A second important initiative in this period was an experimental course in “War Production Training,” sponsored by the War Manpower Commission. The course aimed to train men between the ages of thirty-five and sixty for supervisory positions in war-related industries. Out of this “retreads” program came, after the war, Harvard’s Advanced Man- agement Program for executives in midcareer—the result, Cruikshank notes, of a climate that encouraged the Business School faculty to “think entrepreneurially about its teaching, research, and publishing activities.” Today mid-career executive education exceeds M.B.A. tuition as a source of revenue for the Business School.
Though his history stops in 1945, Cruikshank gives a sketch of the explosive growth that has taken place since then. The number of M.B.A. programs in the country rose from 50 in 1950 to 650 in 1985; the annual number of M.B.A. graduates rose from 4,300 to 70,000. Harvard granted 7,757 graduate business degrees between 1908 and 1945; today it grants about 700 annually.
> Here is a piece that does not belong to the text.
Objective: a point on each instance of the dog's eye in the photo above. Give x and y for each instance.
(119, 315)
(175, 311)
But the change is not merely a matter of numbers. In the 1950s the typical M.B.A. class at Harvard was “exclusively male and almost entirely white.” Today about a quarter of Harvard’s M.B.A. students are women, and 11 percent represent minorities. “To alumni, to senior faculty members, and to others in longstanding relationships with the School,” Cruikshank writes, “this purposeful adjustment of the student mix constituted the most striking postwar change” at the Business School.
“We are trying a great, but, I think, delicate experiment,” A. Lawrence Lowell wrote before the first class, twentyfour full-time students, arrived to see what Harvard could teach them about business. As Cruikshank tells it, the story of that delicate experiment is the story of a “pragmatic and protean institution” that has developed through a process of “repeated institutional reinvention.” Lavishly and lovingly illustrated, beautifully designed, ably written, A Delicate Experiment offers a clear account of an important subject: the building of a bastion of capitalism.
The book sells, I should add, for $110. Alumni of the Harvard Business School will have no trouble affording it. As for the rest of us—well, if the price invites a bit of M.B.A. bashing, Harvard has only itself to blame.